A group of Victoria city councillors is renewing calls for a region-wide pilot program that would allow youth to ride transit buses for free.
But it will take a fair bit of convincing to get the proposal past some members of the Victoria Regional Transit Commission.
In a motion going to Victoria’s committee of the whole Thursday, councillors Sharmarke Dubow, Ben Isitt, Jeremy Loveday and Sarah Potts note that the city’s decision to offer free bus passes for youth 18 and under has been a “big success” since taking effect in December.
At the same time, they say, the program has created unfairness across the region, because youth in other municipalities don’t enjoy similar access to fare-free transit.
“This inequity exists within specific school communities, where catchment boundaries extend across municipal borders, and the inequity also exists within neighbourhoods straddling the borders of Victoria, Esquimalt, Saanich and Oak Bay.”
The councillors want the transit commission to take another look at running a pilot project that offers fare-free transit to youth region-wide.
Victoria Mayor Lisa Helps and Dubow proposed the idea to the commission last August, but it failed on a tie vote.
Isitt said in an interview that it’s time to revisit that decision, given the positive response to Victoria’s program.
The latest figures from the city show that 2,400 passes have been distributed to city youth in January, up from 2,124 in December.
“We’re seeing the success of the City of Victoria’s youth bus pass program, and we’re also seeing the inequity in terms of young people who live outside the city not being able to access the pass,” Isitt said.
“I personally have seen a number of young people and parents come into city hall wanting to pick up a pass and then our staff have to inform them that they’re not eligible, because they live outside the city limits.”
Loveday said he has been hearing from people across the region who would like to see fare-free transit extended to all youth, regardless of where they live.
He said providing free transit for youth is “a great step forward, both to provide transportation equity and to take a meaningful step toward climate action.”
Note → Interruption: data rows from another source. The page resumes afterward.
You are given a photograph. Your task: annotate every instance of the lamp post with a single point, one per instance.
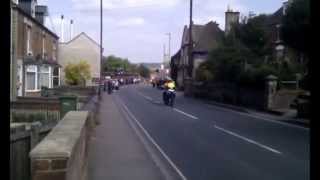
(100, 79)
(169, 54)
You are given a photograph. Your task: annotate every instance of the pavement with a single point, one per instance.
(115, 150)
(284, 115)
(140, 138)
(206, 141)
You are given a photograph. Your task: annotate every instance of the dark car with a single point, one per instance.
(302, 104)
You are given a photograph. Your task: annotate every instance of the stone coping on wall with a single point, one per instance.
(63, 138)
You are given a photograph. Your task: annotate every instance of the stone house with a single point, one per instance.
(34, 50)
(205, 38)
(81, 47)
(273, 24)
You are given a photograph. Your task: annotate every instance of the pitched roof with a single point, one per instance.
(205, 37)
(81, 34)
(16, 7)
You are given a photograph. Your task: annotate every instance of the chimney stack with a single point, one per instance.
(62, 29)
(41, 12)
(231, 17)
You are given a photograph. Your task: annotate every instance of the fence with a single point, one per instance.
(30, 109)
(24, 136)
(232, 94)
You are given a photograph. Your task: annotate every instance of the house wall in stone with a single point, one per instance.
(80, 48)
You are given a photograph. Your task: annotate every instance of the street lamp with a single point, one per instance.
(101, 16)
(169, 34)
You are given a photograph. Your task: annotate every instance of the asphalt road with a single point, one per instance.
(206, 142)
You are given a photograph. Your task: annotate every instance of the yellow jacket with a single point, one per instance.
(171, 85)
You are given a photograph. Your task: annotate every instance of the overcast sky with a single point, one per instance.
(136, 29)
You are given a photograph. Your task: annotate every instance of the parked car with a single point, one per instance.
(302, 104)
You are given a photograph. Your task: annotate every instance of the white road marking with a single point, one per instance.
(259, 117)
(147, 97)
(184, 113)
(248, 140)
(154, 143)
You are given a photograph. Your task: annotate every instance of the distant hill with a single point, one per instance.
(152, 66)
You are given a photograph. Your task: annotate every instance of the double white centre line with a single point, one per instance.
(184, 113)
(145, 132)
(248, 140)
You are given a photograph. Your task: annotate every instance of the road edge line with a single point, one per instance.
(145, 132)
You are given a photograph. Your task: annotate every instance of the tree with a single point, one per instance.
(144, 71)
(295, 28)
(77, 74)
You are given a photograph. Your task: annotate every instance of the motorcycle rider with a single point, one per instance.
(170, 87)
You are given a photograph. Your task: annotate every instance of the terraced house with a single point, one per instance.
(34, 50)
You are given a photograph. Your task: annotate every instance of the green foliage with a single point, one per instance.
(77, 74)
(226, 62)
(204, 73)
(295, 30)
(144, 71)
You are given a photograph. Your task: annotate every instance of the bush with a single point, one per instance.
(255, 77)
(77, 74)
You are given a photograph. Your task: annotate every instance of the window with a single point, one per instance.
(55, 77)
(31, 78)
(44, 77)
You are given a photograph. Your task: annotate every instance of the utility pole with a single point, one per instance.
(190, 57)
(169, 54)
(164, 53)
(101, 49)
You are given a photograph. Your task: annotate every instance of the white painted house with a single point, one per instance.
(81, 47)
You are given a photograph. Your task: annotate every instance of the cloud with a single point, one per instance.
(131, 22)
(94, 5)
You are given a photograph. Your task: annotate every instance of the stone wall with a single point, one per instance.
(231, 94)
(23, 137)
(62, 155)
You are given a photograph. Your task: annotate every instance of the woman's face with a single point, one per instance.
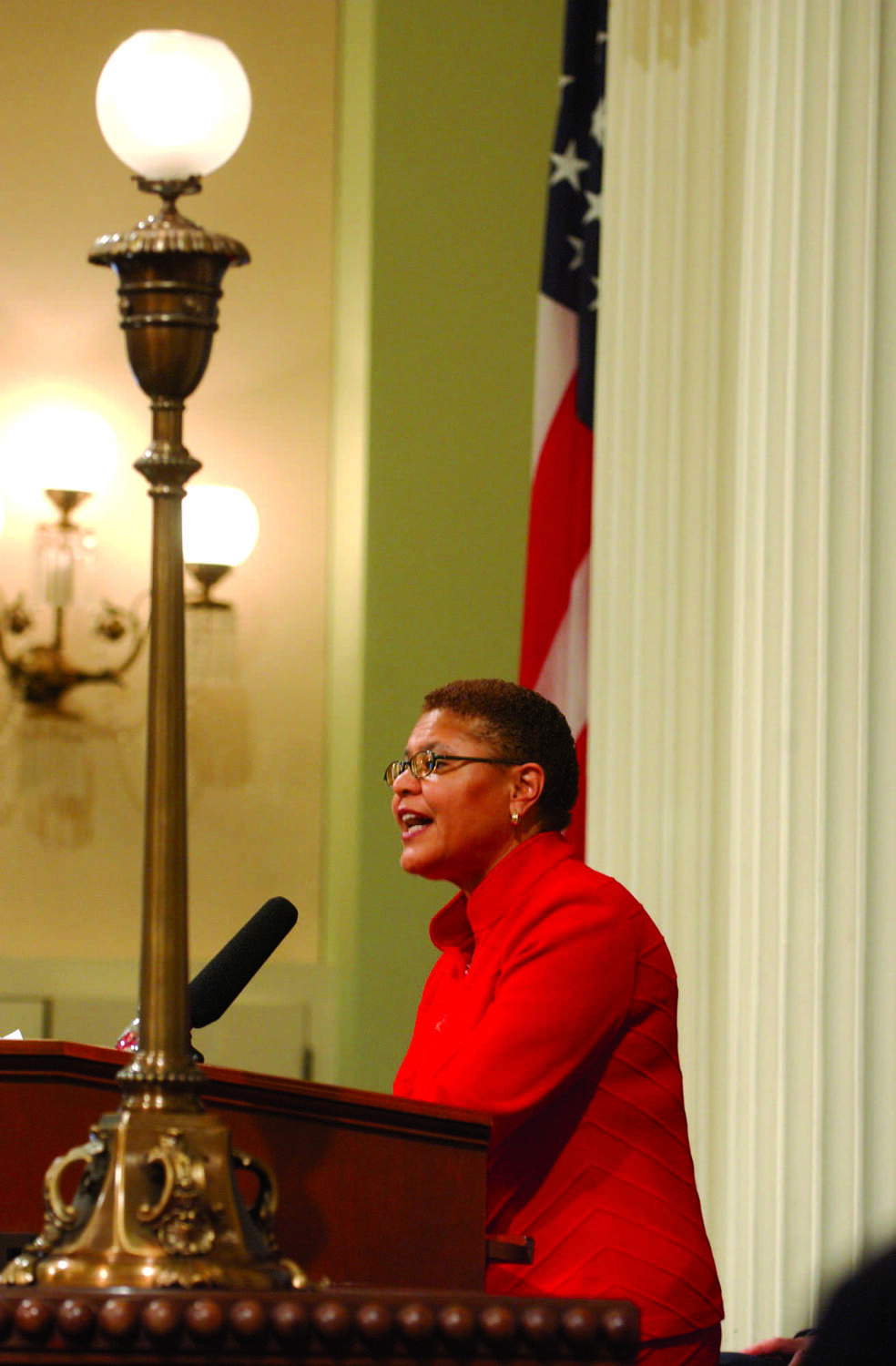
(455, 822)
“When we get young people riding the bus from an early age, I believe that they will continue to practice that transportation method for potentially the rest of their lives. And that means one less person in a car and one more person taking a lower carbon-emitting form of transportation.”
Saanich Coun. Susan Brice, who chairs the transit commission and voted against the proposal in August, said she’ll wait to see the motion that Victoria brings forward. But she said the money needed to pay for the transit system has to come from somewhere.
The commission’s priorities have been to grow the system, expand frequency, reach into under-served areas and shift toward an electrified fleet, she said.
“So there’s the reality of how many good initiatives you can take on at any one time.”
Sooke Mayor Maja Tait, who sits on the commission, said she’s not prepared to support eliminating fares when her community is in desperate need of more buses and routes.
“I am not willing to sacrifice expansion that we need to our community [in order] to provide free fares to anyone at this point,” she said.
Otherwise, she said, expansion will require raising fares or hiking property taxes.
“I think fares are affordable at $2.50, and property taxes — we’re all trying to keep them affordable. So that’s the challenge.”
She noted that handyDART service for seniors or people with disabilities is limited in Sooke. “And these folks have to pay for it, $5 a day on a fixed income when you’re already struggling with dialysis or with other health challenges,” she said.
“We need more of this service, not less.”
Victoria plans to spend $972,000 a year on bus passes for an estimated 7,200 youth in the city — whether or not they take advantage of the program. City council is paying for the program using general revenue as well as money from new Sunday parking fees that took effect in May 2019.